Una mansión en Virreyes donde viven los suegros de mi padre. Para entonces ya sé que él se casó para recuperarnos, pero lo hizo con la peor persona posible en un mundo donde hay muchísima gente mala posible. Regalos de millonarios, ninguno capaz de hacerme sonreír siquiera. Tengo 10 años.

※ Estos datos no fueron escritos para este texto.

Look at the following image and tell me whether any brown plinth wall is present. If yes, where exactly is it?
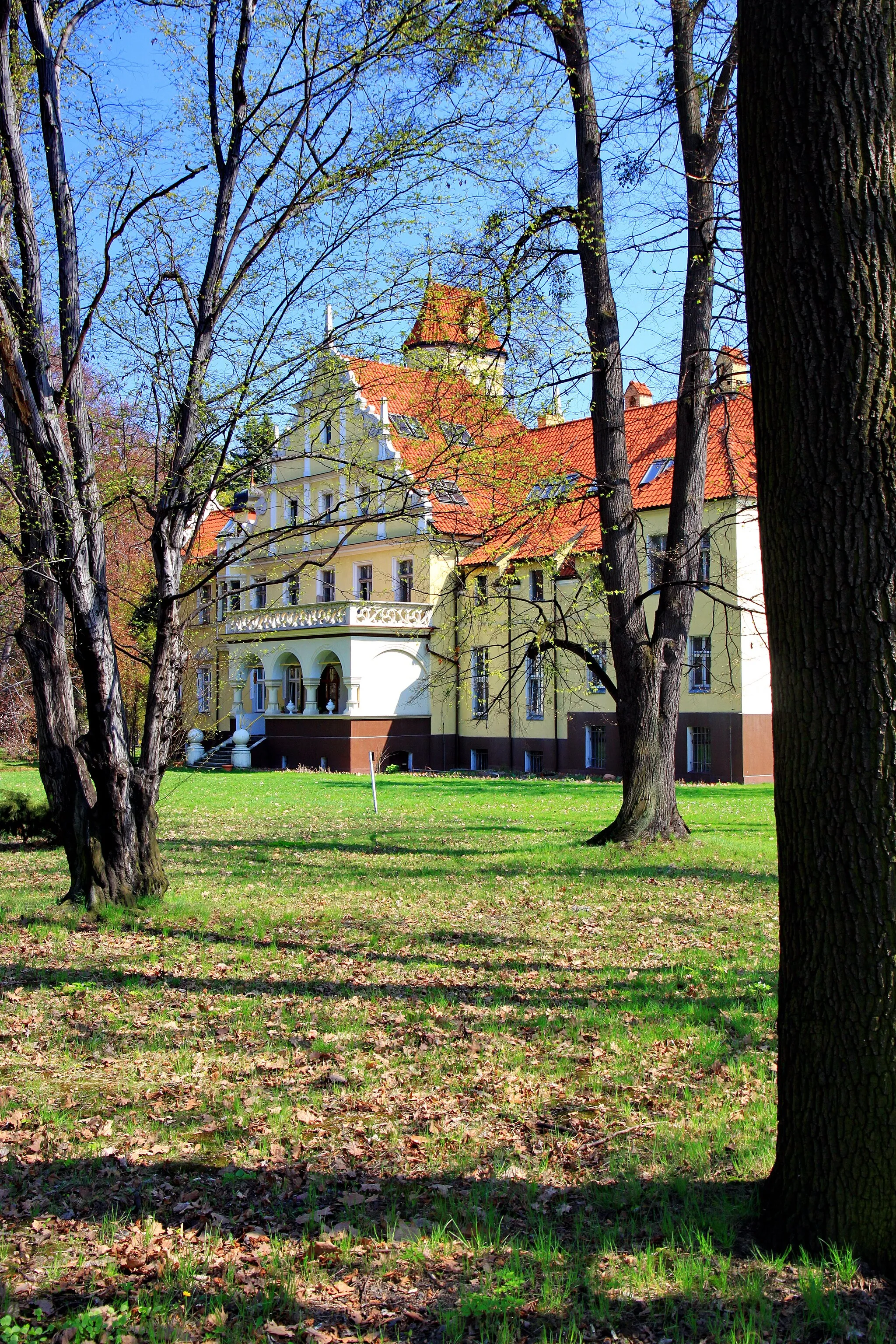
[448,711,774,784]
[231,712,774,784]
[231,714,438,774]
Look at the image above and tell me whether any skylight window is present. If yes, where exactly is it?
[527,472,582,504]
[389,415,430,438]
[439,421,473,448]
[638,457,674,485]
[433,481,469,508]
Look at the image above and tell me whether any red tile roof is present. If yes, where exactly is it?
[348,359,559,538]
[348,359,756,564]
[465,387,756,564]
[189,508,234,560]
[403,280,501,351]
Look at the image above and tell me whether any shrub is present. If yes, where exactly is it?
[0,791,59,843]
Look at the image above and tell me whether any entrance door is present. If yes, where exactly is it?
[317,662,339,714]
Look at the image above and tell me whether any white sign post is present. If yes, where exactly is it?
[368,751,380,816]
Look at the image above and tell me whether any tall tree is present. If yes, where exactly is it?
[502,0,738,844]
[739,0,896,1270]
[0,0,475,906]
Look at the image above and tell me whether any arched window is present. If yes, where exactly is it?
[284,662,302,714]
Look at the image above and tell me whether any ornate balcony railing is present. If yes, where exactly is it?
[224,602,434,634]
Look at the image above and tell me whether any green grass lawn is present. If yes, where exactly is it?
[0,770,896,1344]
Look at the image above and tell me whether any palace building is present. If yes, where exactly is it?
[183,281,773,782]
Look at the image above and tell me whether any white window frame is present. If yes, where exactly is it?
[251,575,267,612]
[392,555,414,602]
[470,644,489,719]
[196,583,212,625]
[282,662,302,714]
[354,564,374,602]
[525,649,544,719]
[688,723,712,776]
[196,664,211,714]
[688,634,712,695]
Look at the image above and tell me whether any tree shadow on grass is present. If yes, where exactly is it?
[0,957,771,1028]
[3,1155,896,1344]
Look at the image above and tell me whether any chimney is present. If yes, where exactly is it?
[539,390,566,429]
[716,346,749,392]
[625,378,653,411]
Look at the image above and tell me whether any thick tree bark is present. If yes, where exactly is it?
[0,0,156,904]
[739,0,896,1271]
[1,379,106,909]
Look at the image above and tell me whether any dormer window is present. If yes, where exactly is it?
[638,457,674,485]
[439,421,473,448]
[389,411,430,438]
[433,481,470,508]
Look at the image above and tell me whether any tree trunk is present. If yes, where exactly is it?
[739,0,896,1273]
[553,0,736,844]
[1,378,106,909]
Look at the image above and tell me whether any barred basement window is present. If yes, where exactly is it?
[697,532,709,592]
[525,751,544,774]
[470,648,489,719]
[688,728,712,774]
[196,668,211,714]
[689,634,712,695]
[588,640,607,695]
[525,649,544,719]
[584,723,607,770]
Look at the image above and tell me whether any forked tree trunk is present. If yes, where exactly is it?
[548,0,736,844]
[739,0,896,1273]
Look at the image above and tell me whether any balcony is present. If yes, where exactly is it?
[223,602,434,634]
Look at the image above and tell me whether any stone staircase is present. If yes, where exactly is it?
[195,732,265,770]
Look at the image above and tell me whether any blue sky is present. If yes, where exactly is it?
[79,4,743,415]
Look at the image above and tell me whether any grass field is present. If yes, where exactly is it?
[0,770,896,1344]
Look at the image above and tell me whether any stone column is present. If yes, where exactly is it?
[304,676,321,714]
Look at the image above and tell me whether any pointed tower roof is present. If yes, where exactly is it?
[402,277,501,351]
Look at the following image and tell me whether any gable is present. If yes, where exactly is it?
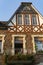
[16,3,37,14]
[8,22,13,26]
[9,2,43,24]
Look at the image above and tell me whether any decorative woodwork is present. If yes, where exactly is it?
[8,24,43,33]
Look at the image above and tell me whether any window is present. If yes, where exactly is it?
[14,37,23,54]
[24,14,30,25]
[32,15,37,25]
[17,14,22,25]
[0,40,2,53]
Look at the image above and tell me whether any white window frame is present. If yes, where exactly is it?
[32,14,37,25]
[17,14,22,25]
[12,35,26,55]
[24,14,30,25]
[0,35,5,53]
[31,35,43,53]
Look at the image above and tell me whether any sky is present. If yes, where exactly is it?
[0,0,43,21]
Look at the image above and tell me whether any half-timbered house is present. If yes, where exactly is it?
[0,2,43,64]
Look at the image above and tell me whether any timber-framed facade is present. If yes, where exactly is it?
[0,2,43,64]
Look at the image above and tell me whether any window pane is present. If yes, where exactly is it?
[0,40,2,52]
[24,14,30,25]
[18,14,22,25]
[32,15,37,25]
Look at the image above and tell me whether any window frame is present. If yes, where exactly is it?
[12,35,26,55]
[24,14,30,25]
[0,35,5,54]
[17,14,22,25]
[32,14,37,25]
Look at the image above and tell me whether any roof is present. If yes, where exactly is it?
[0,21,8,27]
[9,2,37,21]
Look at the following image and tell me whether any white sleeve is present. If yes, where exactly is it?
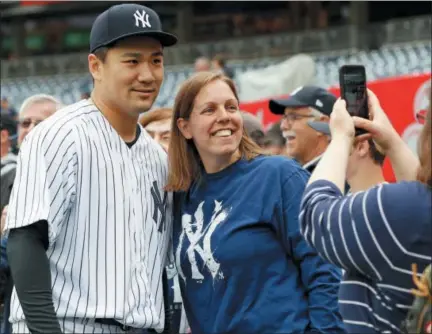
[6,124,77,245]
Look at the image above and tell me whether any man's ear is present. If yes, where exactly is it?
[88,53,103,81]
[177,118,192,139]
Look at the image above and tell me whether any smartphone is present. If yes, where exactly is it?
[339,65,369,135]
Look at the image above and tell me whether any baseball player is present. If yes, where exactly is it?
[6,3,177,333]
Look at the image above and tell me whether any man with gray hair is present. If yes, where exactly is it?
[269,86,336,172]
[241,111,264,146]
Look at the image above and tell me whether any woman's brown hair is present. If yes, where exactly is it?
[166,72,263,191]
[417,88,432,187]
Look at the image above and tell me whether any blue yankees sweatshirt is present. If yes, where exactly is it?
[173,156,344,334]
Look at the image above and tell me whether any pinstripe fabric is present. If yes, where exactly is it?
[6,101,172,332]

Hay siete uvas más que importan menos, Algunas llevan nombres, fechas, episodios. Todas son la misma fruta amarga que otros encuentran dulce.

Docena uva

Morimos de hambre, pero mi padre viene a cenar. Será la tercera vez en más de treinta años de vida independiente que visite mi casa. También vienen mis hijos. Ese día, no por ser Nochebuena o “las navidades”, Dios me ha visitado y es una de las más felices de mi vida. Pero también la más triste, pues sé, en cuanto todos se marchan, que no ha de repetirse nunca salvo en el infierno sentimental de mi memoria, archivo infinito de una vida hecha de mutilaciones que dejaron de doler desde antes del primer diente, desde antes de la primera uva.

Chuta, mi perra, se ha recostado a mi lado y creo, como me dijera en algún mail mi anciana amiga, la doctora doña Gregoria Larrauri Zuloaga, que “dejarlo todo para acariciar al perro es el único y último gesto humano en el que aún subsiste un resquicio para la nobleza”.